Every year, the festival triggers the largest human migration in the world, with more than 410 million Chinese people hitting the roads from big cities to hometowns for family reunion. This year, New Year’s Eve was on Jan. 26 and the annual migration started a week earlier. Twitter user @Love_Stony shared a collected of edited images on the impossible mission of the Lunar New Year journey home:
— Asymmetry (@Love_Stony_) January 21, 2017
However, the traveling trend has shifted slightly in recent years, as more and more people decide to travel abroad during the holiday, in order to avoid seeing relatives altogether. Among the younger generation in particular, many find the Near Year’s greetings and conversation among extended family members about their marriage and income status to be annoying.
Weibo user Seaya’s comment is quite typical among young people in China:
Honestly, I hate celebrating lunar new year, ever since I was very young. [The festival] disrupts our daily life, and forces us to socialize and quarrel over where should the family spend their New Year’s Eve [families often argue about going to the father’s or the mother’s grandparents]. …… we are hijacked by blood ties and exclude others. We could reunite with the family any time, all year round. Why do we need to stick it to the New Year? I think the government calling for people to go back celebrating the New Year is a tactic to [boost the economy].
While some find the festive atmosphere fading, thanks to China’s rapid urbanization, which has transformed many villages into thick high-rise residential districts and brought severe air pollution, others insist that the tradition is still a great annoyance.
Weibo user “Light Cloud and Wind” is among those who doesn’t enjoy the tradition:
The New Year is approaching and I feel bad. I’ve hated the Lunar New Year since childhood. I still remember father told us to avoid breaking bowls and dishes on New Year’s Eve, as it would bring ill fortune. We felt so nervous at dinner time and couldn’t enjoy the food. I hate the early morning ritualistic greetings during New Year’s. I hate the sound of firecrackers and mahjong and the smell of banquets. I hate the New Year! No kidding.
Instead of returning home, more and more are traveling overseas for the holiday.
This year, a record 6 million Chinese people — most of them affluent — said they plan to spend the Chinese New Year holiday overseas.

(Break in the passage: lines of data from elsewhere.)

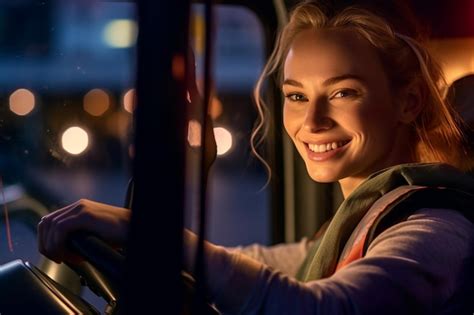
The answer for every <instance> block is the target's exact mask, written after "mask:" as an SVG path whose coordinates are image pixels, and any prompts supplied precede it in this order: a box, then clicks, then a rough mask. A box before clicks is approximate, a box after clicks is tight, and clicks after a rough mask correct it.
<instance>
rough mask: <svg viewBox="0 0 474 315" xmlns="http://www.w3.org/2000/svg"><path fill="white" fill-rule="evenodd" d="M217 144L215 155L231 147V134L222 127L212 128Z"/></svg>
mask: <svg viewBox="0 0 474 315" xmlns="http://www.w3.org/2000/svg"><path fill="white" fill-rule="evenodd" d="M214 137H215V138H216V144H217V155H224V154H226V153H227V152H229V150H230V149H231V148H232V134H231V133H230V132H229V130H227V129H225V128H223V127H216V128H214Z"/></svg>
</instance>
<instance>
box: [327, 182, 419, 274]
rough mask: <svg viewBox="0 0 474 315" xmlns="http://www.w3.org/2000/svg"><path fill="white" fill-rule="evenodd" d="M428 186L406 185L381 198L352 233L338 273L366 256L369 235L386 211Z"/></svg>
mask: <svg viewBox="0 0 474 315" xmlns="http://www.w3.org/2000/svg"><path fill="white" fill-rule="evenodd" d="M426 188H428V187H426V186H415V185H405V186H400V187H398V188H396V189H394V190H392V191H390V192H389V193H387V194H385V195H383V196H382V197H380V198H379V199H378V200H377V201H376V202H375V203H374V204H373V205H372V207H370V209H369V210H368V211H367V213H366V214H365V216H364V217H363V218H362V220H361V221H360V222H359V224H358V225H357V227H356V228H355V230H354V231H353V232H352V234H351V236H350V237H349V240H348V241H347V243H346V245H345V246H344V249H343V251H342V254H341V258H340V259H339V262H338V264H337V267H336V271H338V270H339V269H341V268H343V267H345V266H347V265H348V264H349V263H351V262H353V261H355V260H357V259H360V258H362V257H363V256H364V254H365V253H364V248H366V247H365V245H366V242H367V235H368V233H369V231H370V230H371V229H372V227H373V225H374V223H375V222H376V221H377V219H378V218H379V217H380V216H381V215H382V214H383V213H385V212H386V211H388V210H390V209H392V208H393V207H392V206H394V205H395V204H397V203H398V202H400V201H401V200H403V199H404V197H405V196H406V195H407V194H411V193H413V192H414V191H417V190H421V189H426Z"/></svg>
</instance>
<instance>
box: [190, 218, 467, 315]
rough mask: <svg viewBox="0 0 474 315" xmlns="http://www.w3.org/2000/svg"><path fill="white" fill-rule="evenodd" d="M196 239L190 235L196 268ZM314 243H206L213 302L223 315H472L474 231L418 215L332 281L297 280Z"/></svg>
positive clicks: (461, 224)
mask: <svg viewBox="0 0 474 315" xmlns="http://www.w3.org/2000/svg"><path fill="white" fill-rule="evenodd" d="M195 242H196V239H195V235H194V234H192V233H190V232H186V233H185V261H186V265H187V267H188V268H187V269H188V270H189V266H191V263H192V261H191V260H192V259H191V257H193V256H194V255H193V252H194V248H195ZM309 246H310V243H309V242H308V240H307V239H303V240H302V241H301V242H299V243H295V244H285V245H277V246H272V247H264V246H259V245H252V246H248V247H240V248H233V249H226V248H223V247H220V246H216V245H213V244H210V243H207V244H206V257H207V266H208V277H209V279H208V285H209V293H210V295H211V299H212V300H213V302H214V303H215V304H216V306H217V307H218V308H219V310H220V311H221V312H223V313H225V314H272V315H278V314H294V315H298V314H331V315H338V314H354V315H355V314H364V315H371V314H397V315H398V314H474V308H473V307H472V305H474V303H472V301H474V291H473V289H472V288H474V226H473V224H472V223H471V222H470V221H468V220H467V219H466V218H465V217H464V216H462V215H461V214H459V213H458V212H457V211H454V210H446V209H420V210H418V211H416V212H415V213H414V214H412V215H411V216H410V217H409V218H408V220H406V221H404V222H401V223H398V224H396V225H394V226H392V227H391V228H389V229H387V230H386V231H384V232H383V233H381V234H380V235H379V236H378V237H377V238H376V239H374V241H373V242H372V243H371V245H370V247H369V249H368V251H367V254H366V256H365V257H364V258H362V259H360V260H357V261H355V262H353V263H351V264H349V265H347V266H346V267H344V268H342V269H340V270H339V271H337V272H336V273H335V274H334V275H332V276H331V277H329V278H327V279H323V280H318V281H310V282H307V283H302V282H298V281H296V280H295V279H294V275H295V274H296V270H297V269H298V267H299V265H300V264H301V263H302V261H303V259H304V257H305V255H306V253H307V250H308V247H309Z"/></svg>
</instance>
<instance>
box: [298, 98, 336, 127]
mask: <svg viewBox="0 0 474 315" xmlns="http://www.w3.org/2000/svg"><path fill="white" fill-rule="evenodd" d="M333 125H334V122H333V120H332V119H331V118H329V116H328V111H327V106H326V104H325V101H324V100H319V101H317V102H314V103H313V104H310V106H308V109H307V111H306V116H305V120H304V123H303V128H304V129H305V130H306V131H307V132H311V133H315V132H319V131H323V130H328V129H331V128H332V127H333Z"/></svg>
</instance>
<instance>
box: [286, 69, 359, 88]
mask: <svg viewBox="0 0 474 315" xmlns="http://www.w3.org/2000/svg"><path fill="white" fill-rule="evenodd" d="M349 79H352V80H357V81H360V82H362V83H366V82H367V80H365V79H364V78H363V77H361V76H359V75H357V74H352V73H347V74H343V75H338V76H336V77H332V78H329V79H326V80H325V81H324V82H323V86H328V85H333V84H336V83H339V82H341V81H344V80H349ZM283 85H292V86H296V87H300V88H303V84H302V83H301V82H299V81H296V80H293V79H286V80H285V81H283V84H282V86H283Z"/></svg>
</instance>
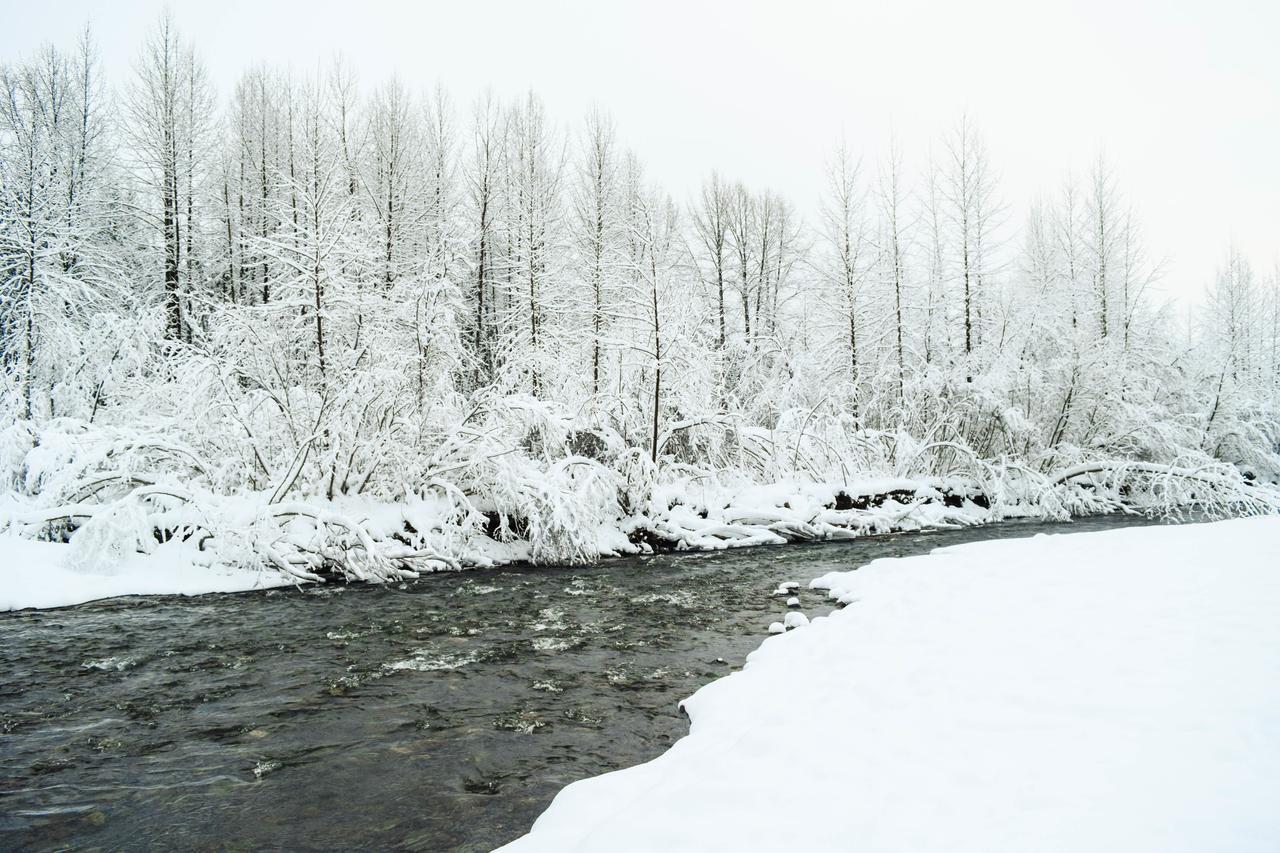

Thailand, Japan, and the U.S. are the most popular destinations, with South Korea falling to seventh place, after being third last year, according to China’s largest online travel agency Ctrip’s report.
Some of these travel preferences are influenced by government policies.
For example, South Korea became less popular for Chinese tourists after the Chinese government instructed travel agencies to reduce the processing of visas to South Korea, as a retaliation for South Korean government’s agreement with the U.S. military in the deployment of Terminal High Altitude Area Defense.
Taiwan has also disappeared from China’s top picks, as the relationship across the Taiwan Strait has grown more tense.
Just a few days ago, China’s National Tourism Administration public appealed to Chinese travelers to boycott against Japan’s APA hotel group, after some Chinese tourists claimed they had found some books disavowing the Nanjing massacre on the bookshelves of their hotel rooms.
Nevertheless, the volatile relationship between China and Japan has not dampened Chinese enthusiasm for flying to Japan, fueled in large part by Japan’s beautiful landscapes, modern facilities, exquisite goods, and premium services.
Weibo user “Kung Fu Tiger” mocked the state’s failure to whip up anti-Japanese nationalism:
Japan would have ranked number one in Chinese outbound travel, had Thailand not granted visa-free access. The Chinese oppose Japan in words, but they like going there for sightseeing and shopping…
This article first appeared on Global Voices.